1.2. Related literature review and our contribution

Up to now, many scholars have carried out various research on energy prices, hoping to analyze the internal factors of price changes or put forward more accurate price forecasting methods. Most of the methods are statistic models and information-based economic models. Atalla et al. analyzed the relationship between economic policies and fossil fuel prices and adopted the Dynamic Stochastic General Equilibrium model to simulate its relevant changes [12]. However, the method neglected the other factors which also had a great impact on the fuel prices. Drachal et al. adopted various Bayesian models and proposed an information theory method to predict the energy price, which has a better effect than ARIMA [13]. But the model was not able to mine deep features in the data. Mensah et al. adopted the ARDL method to simulate the relationship among fossil carbon dioxide emissions, fuel energy consumption, and oil price. He found that there was a long-term bilateral causal relationship between fossil energy consumption and social and economic growth [6]. Liu and Jin used a standard economic method to analyze the relationship between China's electricity market and carbon trading market and found that electricity price was strongly correlated with coal price, but not significantly correlated with other fossil energy prices [14]. Many economists have taken a keen interest in the underlying dynamics of energy prices. The relationship between carbon trading and macro-economy, electricity, automobile trading, energy conservation, and emission reduction has been studied a lot [[15], [16], [17], [18]], but most models could only be adapted to economic forecasting in a certain period or only pay attention to the part of the correlation information, which is not comprehensive and stable enough.

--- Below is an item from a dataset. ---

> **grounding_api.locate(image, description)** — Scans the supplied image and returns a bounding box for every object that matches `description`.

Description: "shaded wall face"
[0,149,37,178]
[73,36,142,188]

To fully explore the information contained in the data itself, some scholars tried to use intelligent algorithms to realize the time series prediction of energy prices. Many intelligent algorithms such as traditional machine learning models [19] and deep networks have been evaluated in the field of energy economic prediction [20]. Sadorsky applied traditional machine learning methods to predict the stock price of clean energy and verified that support vector machine (SVM), Random Forest (RF), and other models have better prediction performance compared with Lasso and Bayes [21]. But the mentioned models failed to get satisfying results when it comes to other stock price data. Seçkin and his team proposed a multi-objective feature selection method for oil time series prediction [9], which could reasonably seek out the relevant features but it might also lose information in the feature selection process. Li et al. combined variational mode decomposition and random sparse Bayesian learning and achieved positive performance in crude oil prediction [22]. However, the decomposition results from VMD usually changed a lot when the length of the time series is growing which to some extent would affect the prediction accuracy. Sun and his team worked out a secondary decomposition-reconstruction-ensemble approach to forecast crude oil prices [23]. The experiments demonstrated that the data information had been well extracted and the model was effective. Many other models also have been studied for crude oil price forecasting, which can be found in Ref. [24]. Although the above model can realize the prediction of energy futures prices to some extent, the prediction accuracy is not satisfactory due to the solidification of the model and the defects of the traditional algorithm.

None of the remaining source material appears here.